Kallio’s passion for sailing, both on water and ice, turned into a career when he took over Helena Boat Works in the early 1980s, where he fixes and builds boats. He built his most famous — and fastest — ice boat here, a two-man model called the Woodpecker. “When I designed it, I had two people lay on the floor, and I drew chalk around them,” he laughs. “It’s the same proportions as a DN-60 but 22 feet long.”
Kallio sits in a manufactured fiberglass boat made by Nite. Although this one belongs to a friend from Washington, Kallio takes care of it in exchange for occasional use. “It’s a nice boat for giving rides in,” he says. “I have had it close to 80 miles per hour.”
It was in this boat, careening down Canyon Ferry with a passenger hanging on for dear life, that he broke a personal speed record that also could very well be a state or regional record, clocking in at 95.6 miles per hour on a modern GPS system. “When we got done, he [the passenger] got out of the boat and kissed the ice,” Kallio laughs. “I thought, ‘I’m going to stop now, I think we got away with something.’” Since then, and unofficially, he reckons he’s cracked 100 miles per hour at least a couple of times.
“The thing most people are amazed by is the acceleration,” Kallio says. “You give it a little shove and next thing you know, you’re going 25 miles an hour.”
Once the ice is stable, boats of various colors, shapes, and sizes sit side by side near the Silos launch ramp on Canyon Ferry. They stay there for the winter, looking almost like a yacht club of sorts. “It’s a really old sport, but I think it’s dying,” Kallio says. “We used to average 30 to 35 boats on the ice, but last year there were only around 14. Young people don’t seem to have an interest in it.”
Stop by Canyon Ferry on a windy afternoon in February, and you’ll likely see Kallio and his cronies either zooming past or standing around their boats, sipping beer. You’re also likely to see the appeal of spending a day on the ice. Ice boating offers a desolate sort of beauty.
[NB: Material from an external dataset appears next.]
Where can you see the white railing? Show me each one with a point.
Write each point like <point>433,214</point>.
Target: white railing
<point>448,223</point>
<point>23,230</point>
The world is sparkling white as far as you can see, and makes the colors in the sky, the blues and the sunset hues, ever more vibrant.
“It’s really quite stunning how beautiful it is when you get out on the lake in the winter,” says Jim Crichton, a retired doctor from Helena who is one of Kallio’s frequent ice boating companions. “The light is really stupendous, and I always think, why doesn’t everyone do this?”
For Kallio — sure it’s beautiful, and it’s a great way to pass the time — but he’s here to go fast.
“A typical sailboat on water will go 7 to 8 miles an hour, and these go 70 to 80,” Crichton says.
He also says that many passionate ice boaters like Kallio are consumed with the science. “It’s interesting to think about how the boats work and how to get one to run better and be faster,” he says. “There are complex aerodynamics involved.”
For the Canyon Ferry ice boaters, February is typically the best month. Kallio’s record winter included 42 days of sailing. Sharon Walker, who runs the Silos RV store off Highway 287 near Townsend, Montana, maintains a weather station, so most days in the winter, Kallio checks in to see what that day will bring, ready to drop everything for a good wind.
Sailing is easy, according to Kallio, but with no brake system, the boats are hard to stop. “You have to point them straight into the wind and wait for Mother Nature to stop you,” he says.
“You need ice and wind and a day off all at the same time,” he says. “We will boat in almost any conditions. If it’s blowing 50 to 60, most people won’t sail, it’s too risky, but I can carry two people and have a storm sail for heavy winds. I might be old but I’m still pretty gutsy.”